In addition, my last commit added the ability to iterate over the intervals other than [v.begin(), v.end()]:

auto it=v.begin(), itend = v.begin();
++it, itend+=4;
for (; it != itend; it++) {}

Of course, the same applies to reverse iteration.

A few words about the methods available inside a loop (class HashItem)

Value value() const;

and

Value key() const

We could use a structure with fields value and key. But retrieving the value or key is a separate operation.
Why waste resources, if we only need the keys or only values?
Thus, the use of methods instead of fields allows to retrieve data only on demand. And never spend resources in vain.

unsigned long intKey() const

and

std::string strKey() const

In some cases it may be known exactly what type of keys will be used. In this case there is no need for each iteration to create and delete an object of class Php::Value.
Just get an integer or a string type - significantly cheaper operation. It seems to me to allow the programmer to choose what he wants - it's a good idea.

bool isstr() const

This method simply lets you know the type of key. it's necessary, if there are methods intKey and strKey

Maybe in the future it will be possible to implement the same ability to remove and change the values ​​of the array (for array only) in the iteration process.

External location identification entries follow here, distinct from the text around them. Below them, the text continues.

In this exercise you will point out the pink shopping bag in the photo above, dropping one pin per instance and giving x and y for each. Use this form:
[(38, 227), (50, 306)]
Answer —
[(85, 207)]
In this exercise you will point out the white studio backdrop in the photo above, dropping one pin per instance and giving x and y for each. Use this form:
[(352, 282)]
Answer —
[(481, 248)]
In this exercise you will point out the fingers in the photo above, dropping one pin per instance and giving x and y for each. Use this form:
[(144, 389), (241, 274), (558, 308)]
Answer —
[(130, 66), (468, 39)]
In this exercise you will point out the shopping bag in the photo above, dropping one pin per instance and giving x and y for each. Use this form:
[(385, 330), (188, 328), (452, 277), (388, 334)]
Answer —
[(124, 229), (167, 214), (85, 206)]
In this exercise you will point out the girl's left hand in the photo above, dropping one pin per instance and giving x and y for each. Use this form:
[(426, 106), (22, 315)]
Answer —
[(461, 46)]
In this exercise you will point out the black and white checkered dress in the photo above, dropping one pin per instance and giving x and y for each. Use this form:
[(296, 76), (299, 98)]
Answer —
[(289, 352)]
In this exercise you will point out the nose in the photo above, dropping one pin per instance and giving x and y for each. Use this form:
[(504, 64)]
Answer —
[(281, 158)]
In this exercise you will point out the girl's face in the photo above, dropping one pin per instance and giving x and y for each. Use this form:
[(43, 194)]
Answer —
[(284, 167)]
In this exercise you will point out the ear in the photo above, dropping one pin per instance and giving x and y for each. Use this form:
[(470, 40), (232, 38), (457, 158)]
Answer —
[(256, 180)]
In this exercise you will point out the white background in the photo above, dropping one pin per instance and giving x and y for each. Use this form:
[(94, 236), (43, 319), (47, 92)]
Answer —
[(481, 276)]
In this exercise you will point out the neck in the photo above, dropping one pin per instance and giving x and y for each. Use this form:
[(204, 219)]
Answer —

I've tested my implementation. The behavior is exactly the same, which is expected from a program written in pure php and even added some nice features that are missing in pure php.

By the way. It is not obvious and few people know about it, but in php itself the next cycle (array with integer keys)

foreach($arr as $i => $v ){...}

Works faster than the next

$n = count($arr);
for($i = 0; $i < $n; $i++ ){...}

the same goes for iteration introduced in PHP-CPP.

The reason is as php arrays are arranged inside. They are implemented as a doubly linked list.
Therefore foreach($arr as $i => $v ){...} quickly retrieves the values one by one and has the complexity O(n), and for($i = 0; $i < $n; $i++ ){...} at each iteration looks for the key and has the complexity of close to O(n**2)

I will be happy if you accept my arguments when editing my code.

@EmielBruijntjes
Copy link
Member

I see your point. Indeed, when you now iterate over a Php::Value object, we create a Php::Value object for each key and for each value. If you are only interested in the values (or only in the keys), this indeed is a waste. So it would indeed be more efficient to do it differently.

But: this is also the normal behavior when you loop over std::map. I don't want to introduce anything new for PHP-CPP, if the same sort of technologies do not also exist for standard C++. The whole idea of the PHP-CPP library is that it is easy, and that it uses the same sort of functions that people already know from PHP or from C++. For a std::map iterator it is normal to return a std::pair, so our Php::Value uses std::pair objects too. This makes it easy for a C++ programmer to start using PHP-CPP.

The original Zend engine is full of difficult macro's and strange functions because such a function or macro is sometimes more efficient. But at the same time, this is why the Zend engine is so difficult. This is exactly what we try to prevent with PHP-CPP. In PHP-CPP everything is simple, and everything works in a normal, easy to understand and logical way. And indeed - sometimes this means that we have some overhead, and that it could have been more efficient had we used a different interface. But that is the price that we are willing to pay for being an easy library.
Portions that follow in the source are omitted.